Natalia Temesgen

Being fully you, for at least one day

Sometimes I feel like a chameleon. Do you know what I mean?

Over the course of a work week, I probably turn into 10 versions of myself. In the morning, I am the mom getting her kids fed, washed and dressed. Shortly thereafter, I am either the small business employee or the freelance writer. I must shift quickly from diaper bags to digital marketing, or from brushing little teeth to inhabiting the minds of characters in my plays. Depending on how much sleep or caffeine I’ve gotten to that point, the transition can be as disorienting as a rickety rollercoaster ride.

By dinnertime, I wear both the mom and wife hats and sometimes even squeeze the healthy exerciser hat on too.
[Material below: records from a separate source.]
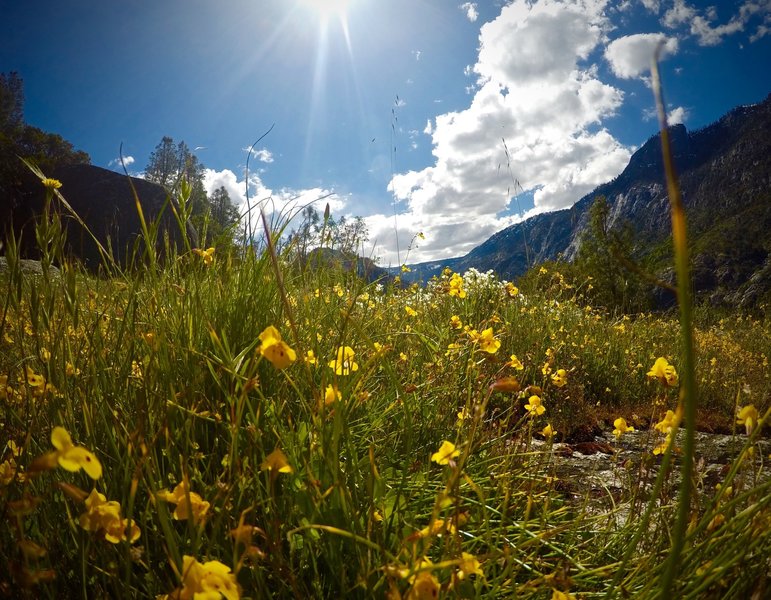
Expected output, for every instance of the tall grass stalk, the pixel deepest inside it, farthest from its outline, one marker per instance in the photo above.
(688, 394)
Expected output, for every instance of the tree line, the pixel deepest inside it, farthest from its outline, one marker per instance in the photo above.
(170, 164)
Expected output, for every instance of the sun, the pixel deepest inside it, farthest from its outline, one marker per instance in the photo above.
(328, 8)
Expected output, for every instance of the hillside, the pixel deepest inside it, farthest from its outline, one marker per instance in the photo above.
(724, 171)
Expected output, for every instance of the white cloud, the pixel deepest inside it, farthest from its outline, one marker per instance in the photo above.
(278, 203)
(630, 56)
(677, 115)
(680, 13)
(470, 8)
(534, 92)
(701, 22)
(761, 31)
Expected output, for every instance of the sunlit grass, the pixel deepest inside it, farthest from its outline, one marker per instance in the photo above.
(329, 438)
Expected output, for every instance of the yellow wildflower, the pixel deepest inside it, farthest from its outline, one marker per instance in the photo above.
(534, 406)
(487, 342)
(445, 454)
(72, 457)
(331, 394)
(208, 581)
(469, 565)
(515, 363)
(424, 587)
(7, 471)
(506, 384)
(747, 416)
(52, 184)
(207, 255)
(105, 517)
(664, 372)
(560, 378)
(71, 370)
(34, 379)
(438, 527)
(275, 349)
(621, 427)
(670, 422)
(511, 290)
(344, 363)
(310, 358)
(456, 286)
(276, 461)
If it’s a special weeknight, I am the grateful daughter as we drop the kids off with their grandparents, and then the social butterfly enjoying a dinner, a show or a creative get-together. By the weekend, I am the busy bee doing chores or projects I’d put off, and the reflective spirit come Sunday morning. I am often the exhausted person too, but I don’t have time to wear that hat.
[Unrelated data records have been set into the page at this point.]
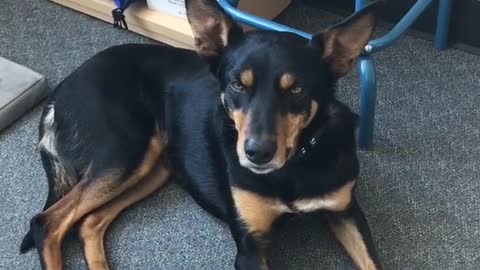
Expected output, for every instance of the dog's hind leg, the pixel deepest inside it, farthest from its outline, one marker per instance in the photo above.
(352, 231)
(93, 227)
(49, 227)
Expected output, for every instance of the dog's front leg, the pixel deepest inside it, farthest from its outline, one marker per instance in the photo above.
(250, 226)
(352, 231)
(250, 248)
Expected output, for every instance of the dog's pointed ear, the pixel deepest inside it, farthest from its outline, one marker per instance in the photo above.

You know that moment when you’re supposed to morph into a different version of yourself but you can’t get unstuck from the current one? You get to work, but you’re still daydreaming about that idea you brainstormed the night before. You show up at a dinner party, but you can’t stop thinking about whether the kids are in bed yet.
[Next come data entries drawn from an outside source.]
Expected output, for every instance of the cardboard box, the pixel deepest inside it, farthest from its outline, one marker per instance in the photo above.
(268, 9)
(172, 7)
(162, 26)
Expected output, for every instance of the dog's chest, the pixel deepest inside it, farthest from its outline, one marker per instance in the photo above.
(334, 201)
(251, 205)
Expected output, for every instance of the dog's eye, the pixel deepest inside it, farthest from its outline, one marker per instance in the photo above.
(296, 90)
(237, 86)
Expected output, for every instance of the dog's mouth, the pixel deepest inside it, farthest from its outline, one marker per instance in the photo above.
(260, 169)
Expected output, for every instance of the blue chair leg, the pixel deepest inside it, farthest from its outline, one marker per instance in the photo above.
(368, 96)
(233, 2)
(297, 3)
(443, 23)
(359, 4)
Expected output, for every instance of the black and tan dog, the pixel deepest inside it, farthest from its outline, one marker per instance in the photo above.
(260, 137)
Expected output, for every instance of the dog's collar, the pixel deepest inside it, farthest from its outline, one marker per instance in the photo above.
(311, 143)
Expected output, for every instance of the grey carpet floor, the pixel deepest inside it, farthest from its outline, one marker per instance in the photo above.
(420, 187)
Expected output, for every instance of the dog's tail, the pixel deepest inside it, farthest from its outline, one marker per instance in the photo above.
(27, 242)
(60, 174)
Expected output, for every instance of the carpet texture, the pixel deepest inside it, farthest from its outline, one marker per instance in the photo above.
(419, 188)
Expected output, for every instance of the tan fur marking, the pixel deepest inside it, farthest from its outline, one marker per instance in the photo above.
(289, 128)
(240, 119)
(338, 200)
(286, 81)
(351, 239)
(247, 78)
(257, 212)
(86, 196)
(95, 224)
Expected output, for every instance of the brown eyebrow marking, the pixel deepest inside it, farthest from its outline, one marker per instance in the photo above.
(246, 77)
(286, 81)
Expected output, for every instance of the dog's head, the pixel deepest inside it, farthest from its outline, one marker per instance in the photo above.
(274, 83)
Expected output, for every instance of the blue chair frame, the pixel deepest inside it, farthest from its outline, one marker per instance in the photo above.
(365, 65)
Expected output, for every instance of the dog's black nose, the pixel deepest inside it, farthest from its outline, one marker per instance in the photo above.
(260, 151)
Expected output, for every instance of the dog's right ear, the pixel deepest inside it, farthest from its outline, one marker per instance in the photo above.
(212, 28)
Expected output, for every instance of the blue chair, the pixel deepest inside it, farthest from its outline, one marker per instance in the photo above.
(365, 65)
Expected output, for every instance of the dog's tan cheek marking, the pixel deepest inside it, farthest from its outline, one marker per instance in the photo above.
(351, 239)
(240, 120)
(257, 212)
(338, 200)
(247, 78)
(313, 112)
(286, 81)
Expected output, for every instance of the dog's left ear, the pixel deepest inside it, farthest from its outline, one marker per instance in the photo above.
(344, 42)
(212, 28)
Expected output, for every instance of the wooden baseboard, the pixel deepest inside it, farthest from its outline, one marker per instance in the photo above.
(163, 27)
How about when someone who usually knows you as one version of yourself sees you in another skin? That can be really disorienting.

Catching the eye of your boss at the gym one morning, you both look the other way lest you acknowledge that you are facing each other in sweaty t-shirts when you are used to seeing each other in a boardroom. Or calling your husband the pet name for your kid by accident, because you only just got that kid down for the night.

Worst might be seeing your college professor at the bar. Actually, I’ve only been the professor in that scenario. It’s pretty awkward, but from the look on my student’s face he had it worse.

On this April Fools Day, I challenge all of us with chameleon tendencies to go multi-colored and act a fool! For one day, forget the transitions and the posturing. Just keep it 100! Be fully you in every instance and do not apologize for it.

If you see your boss at the gym this morning, chest bump her! If you need to play a little electropop at the office, crank it up! Bring your kids in on the household project! Start reciting your creative writing at the dinner party! Tell your student to get out of the bar and do his homework!

Let’s let it all hang out just for today. And if anyone gives us the side eye, hold up the calendar.